全長11.5m×全幅15m×全高4m・自重3800kg・全重9500kg


最高560km/h・巡航400km/h・航続距離5000km


急降下制限速度970km/h・発動機:愛知製 田麩発動機三三型(出力3500PS)


武装:20ミリ機銃六挺(主翼)・12.7ミリ機銃二挺(機首)


250kg爆弾一六発又800kg爆弾五発又航空魚雷四発(最大搭載量4000kg)



 一体何処にそれだけ兵装・燃料を積めるのかは、静巴の優秀な設計の賜物と理解してもらいたい。

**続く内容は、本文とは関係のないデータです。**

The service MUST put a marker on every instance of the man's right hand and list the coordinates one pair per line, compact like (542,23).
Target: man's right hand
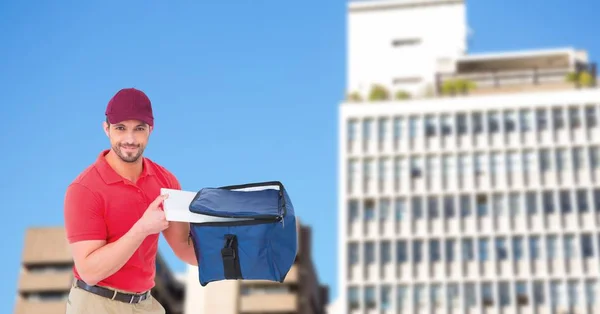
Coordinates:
(154,221)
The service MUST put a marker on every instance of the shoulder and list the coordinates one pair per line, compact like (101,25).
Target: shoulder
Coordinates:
(89,179)
(164,174)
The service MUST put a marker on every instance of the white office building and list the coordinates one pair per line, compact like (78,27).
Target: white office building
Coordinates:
(467,183)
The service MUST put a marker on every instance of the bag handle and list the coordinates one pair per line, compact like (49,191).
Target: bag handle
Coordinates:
(259,184)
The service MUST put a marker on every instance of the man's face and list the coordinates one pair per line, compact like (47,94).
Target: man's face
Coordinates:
(128,139)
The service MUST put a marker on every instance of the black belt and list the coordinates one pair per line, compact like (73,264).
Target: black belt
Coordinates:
(113,294)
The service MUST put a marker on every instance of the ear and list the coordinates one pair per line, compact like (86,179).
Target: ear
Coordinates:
(106,128)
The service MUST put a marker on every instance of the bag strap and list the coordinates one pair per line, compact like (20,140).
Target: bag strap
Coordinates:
(231,262)
(259,184)
(251,185)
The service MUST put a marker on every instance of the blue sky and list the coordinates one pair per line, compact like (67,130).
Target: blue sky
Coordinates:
(241,93)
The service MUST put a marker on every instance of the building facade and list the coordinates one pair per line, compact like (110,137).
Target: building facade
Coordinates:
(468,183)
(300,293)
(47,275)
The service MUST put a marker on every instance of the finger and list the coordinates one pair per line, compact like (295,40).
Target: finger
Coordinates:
(158,200)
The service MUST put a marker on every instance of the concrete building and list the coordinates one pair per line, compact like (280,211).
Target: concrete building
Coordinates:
(300,293)
(468,183)
(46,276)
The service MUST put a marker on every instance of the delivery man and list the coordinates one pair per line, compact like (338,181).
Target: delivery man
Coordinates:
(113,217)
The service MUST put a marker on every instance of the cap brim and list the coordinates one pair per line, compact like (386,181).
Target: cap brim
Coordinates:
(114,119)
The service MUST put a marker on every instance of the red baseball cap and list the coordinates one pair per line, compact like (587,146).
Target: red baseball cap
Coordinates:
(129,104)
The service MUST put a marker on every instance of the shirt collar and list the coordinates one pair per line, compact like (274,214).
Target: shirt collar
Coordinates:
(110,176)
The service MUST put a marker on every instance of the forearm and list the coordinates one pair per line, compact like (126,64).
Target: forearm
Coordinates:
(177,235)
(187,254)
(109,258)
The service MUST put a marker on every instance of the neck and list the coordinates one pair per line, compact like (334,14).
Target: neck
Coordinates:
(128,170)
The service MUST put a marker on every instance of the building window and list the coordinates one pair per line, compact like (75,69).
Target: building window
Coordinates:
(565,201)
(413,127)
(534,247)
(401,252)
(401,296)
(417,208)
(487,297)
(434,250)
(449,207)
(436,298)
(469,295)
(452,294)
(556,293)
(433,207)
(367,124)
(525,117)
(369,253)
(587,246)
(353,211)
(501,250)
(477,123)
(594,155)
(352,124)
(548,200)
(397,128)
(521,293)
(590,116)
(504,293)
(384,209)
(557,116)
(582,202)
(417,251)
(483,249)
(468,253)
(461,124)
(450,245)
(542,121)
(551,246)
(482,206)
(573,288)
(514,200)
(353,298)
(591,291)
(538,292)
(544,160)
(493,122)
(574,118)
(353,254)
(385,297)
(370,301)
(531,201)
(369,209)
(510,123)
(498,205)
(570,249)
(517,248)
(382,129)
(400,209)
(385,252)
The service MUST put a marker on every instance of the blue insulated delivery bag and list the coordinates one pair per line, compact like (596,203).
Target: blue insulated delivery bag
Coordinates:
(257,241)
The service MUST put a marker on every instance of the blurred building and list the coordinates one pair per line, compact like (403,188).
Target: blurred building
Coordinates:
(300,293)
(468,183)
(46,276)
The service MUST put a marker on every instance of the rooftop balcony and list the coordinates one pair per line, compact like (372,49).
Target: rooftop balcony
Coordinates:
(504,81)
(495,74)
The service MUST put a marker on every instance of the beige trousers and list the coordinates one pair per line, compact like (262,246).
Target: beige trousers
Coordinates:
(81,301)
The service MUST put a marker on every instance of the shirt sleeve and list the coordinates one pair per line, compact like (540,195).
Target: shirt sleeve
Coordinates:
(83,214)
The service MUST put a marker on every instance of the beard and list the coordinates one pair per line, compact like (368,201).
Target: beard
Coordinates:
(128,156)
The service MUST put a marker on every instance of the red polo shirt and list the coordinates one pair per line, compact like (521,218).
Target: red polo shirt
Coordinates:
(102,205)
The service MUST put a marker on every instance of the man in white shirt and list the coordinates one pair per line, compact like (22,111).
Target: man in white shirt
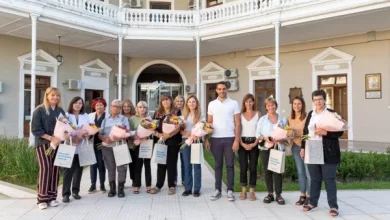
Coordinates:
(224,114)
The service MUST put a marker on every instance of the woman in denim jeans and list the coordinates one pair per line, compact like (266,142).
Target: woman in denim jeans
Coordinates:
(297,123)
(192,115)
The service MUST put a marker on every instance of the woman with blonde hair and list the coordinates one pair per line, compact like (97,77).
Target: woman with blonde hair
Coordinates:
(192,115)
(42,127)
(141,112)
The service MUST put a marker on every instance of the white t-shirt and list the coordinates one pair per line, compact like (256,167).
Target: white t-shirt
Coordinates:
(223,117)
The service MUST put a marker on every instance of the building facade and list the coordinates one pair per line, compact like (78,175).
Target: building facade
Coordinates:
(265,47)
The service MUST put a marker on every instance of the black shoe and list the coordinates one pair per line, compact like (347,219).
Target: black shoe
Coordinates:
(196,193)
(92,189)
(76,196)
(103,188)
(186,193)
(112,191)
(121,187)
(65,199)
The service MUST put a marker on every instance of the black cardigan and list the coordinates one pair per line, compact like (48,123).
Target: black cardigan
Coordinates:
(330,142)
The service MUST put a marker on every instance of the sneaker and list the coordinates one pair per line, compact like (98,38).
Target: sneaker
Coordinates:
(231,196)
(53,203)
(42,206)
(216,195)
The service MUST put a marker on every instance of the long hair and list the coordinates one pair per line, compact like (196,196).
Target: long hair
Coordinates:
(303,110)
(144,104)
(246,97)
(186,109)
(132,108)
(45,102)
(161,110)
(74,100)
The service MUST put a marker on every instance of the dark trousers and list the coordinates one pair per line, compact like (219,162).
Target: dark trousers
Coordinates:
(72,177)
(252,156)
(326,173)
(132,169)
(99,165)
(48,176)
(219,148)
(271,177)
(170,167)
(139,163)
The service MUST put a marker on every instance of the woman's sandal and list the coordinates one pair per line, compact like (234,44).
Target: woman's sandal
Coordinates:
(269,198)
(301,200)
(333,212)
(280,200)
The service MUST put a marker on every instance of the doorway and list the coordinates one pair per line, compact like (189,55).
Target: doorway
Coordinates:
(41,84)
(336,90)
(264,89)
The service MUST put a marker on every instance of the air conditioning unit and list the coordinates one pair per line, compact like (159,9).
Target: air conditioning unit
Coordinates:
(232,84)
(74,84)
(124,79)
(231,73)
(190,88)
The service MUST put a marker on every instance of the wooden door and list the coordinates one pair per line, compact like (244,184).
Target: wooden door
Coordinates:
(263,90)
(41,84)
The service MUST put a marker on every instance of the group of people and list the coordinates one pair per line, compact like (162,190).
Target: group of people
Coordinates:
(243,130)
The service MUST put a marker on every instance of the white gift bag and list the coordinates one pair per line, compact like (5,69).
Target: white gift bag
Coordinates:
(86,153)
(277,160)
(121,154)
(65,154)
(160,153)
(197,153)
(146,149)
(314,152)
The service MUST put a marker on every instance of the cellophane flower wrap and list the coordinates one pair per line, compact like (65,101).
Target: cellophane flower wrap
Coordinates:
(200,129)
(170,123)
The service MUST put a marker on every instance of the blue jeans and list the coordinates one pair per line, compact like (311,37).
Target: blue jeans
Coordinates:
(303,172)
(190,181)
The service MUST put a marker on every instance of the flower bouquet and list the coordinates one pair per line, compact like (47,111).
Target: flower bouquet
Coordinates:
(201,129)
(170,123)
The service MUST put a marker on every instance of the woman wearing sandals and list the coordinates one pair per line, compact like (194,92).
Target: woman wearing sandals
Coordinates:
(192,115)
(322,172)
(297,121)
(248,146)
(172,140)
(141,112)
(264,127)
(42,127)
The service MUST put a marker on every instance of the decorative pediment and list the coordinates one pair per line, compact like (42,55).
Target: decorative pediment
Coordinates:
(331,55)
(96,65)
(212,68)
(42,59)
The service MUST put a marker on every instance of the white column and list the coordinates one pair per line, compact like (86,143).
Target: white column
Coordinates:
(120,38)
(198,67)
(277,63)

 いや本当に、作者である私も時々制御不(以下略by作者




 ミッドウェー飛行場対空陣地



「ジャップの攻撃機は化け物か!?」


 大重量爆弾の上に、五つもの付けている攻撃機に急降下されれば誰だって驚く。



「オイ!何か滑走路に変な筒状なものが転がってるぞ!!」


 一人の兵士が叫んで、聞いたものは滑走路の方へと向く。



「あれ爆弾じゃねぇのか?」


「じゃあ、ライフルで試してみるか?」


 一人の兵士がライフルに弾を込めて狙いを定める。引き金を引いて、発射音と共に反動が来る。そして、発射された弾丸は真っ直ぐ筒に目掛けて飛んでいく。



 当たった瞬間、その筒は爆発した。



「やっぱりか!!」


「これじゃあ、戦闘機や爆撃機が出せれねぇぞ!!」


 ここに、ミッドウェー島の航空戦力は大幅に削ぐわれた。



 数時間後に来た海軍陸戦隊が、起爆用の装置で起爆ボタンを押して滑走路にある全ての爆弾を起爆させて、飛行場再建に取り掛かった。






 この日だけで、アメリカ海軍の主要基地:ハワイ・ミッドウェーが奇襲並びに占領をされた。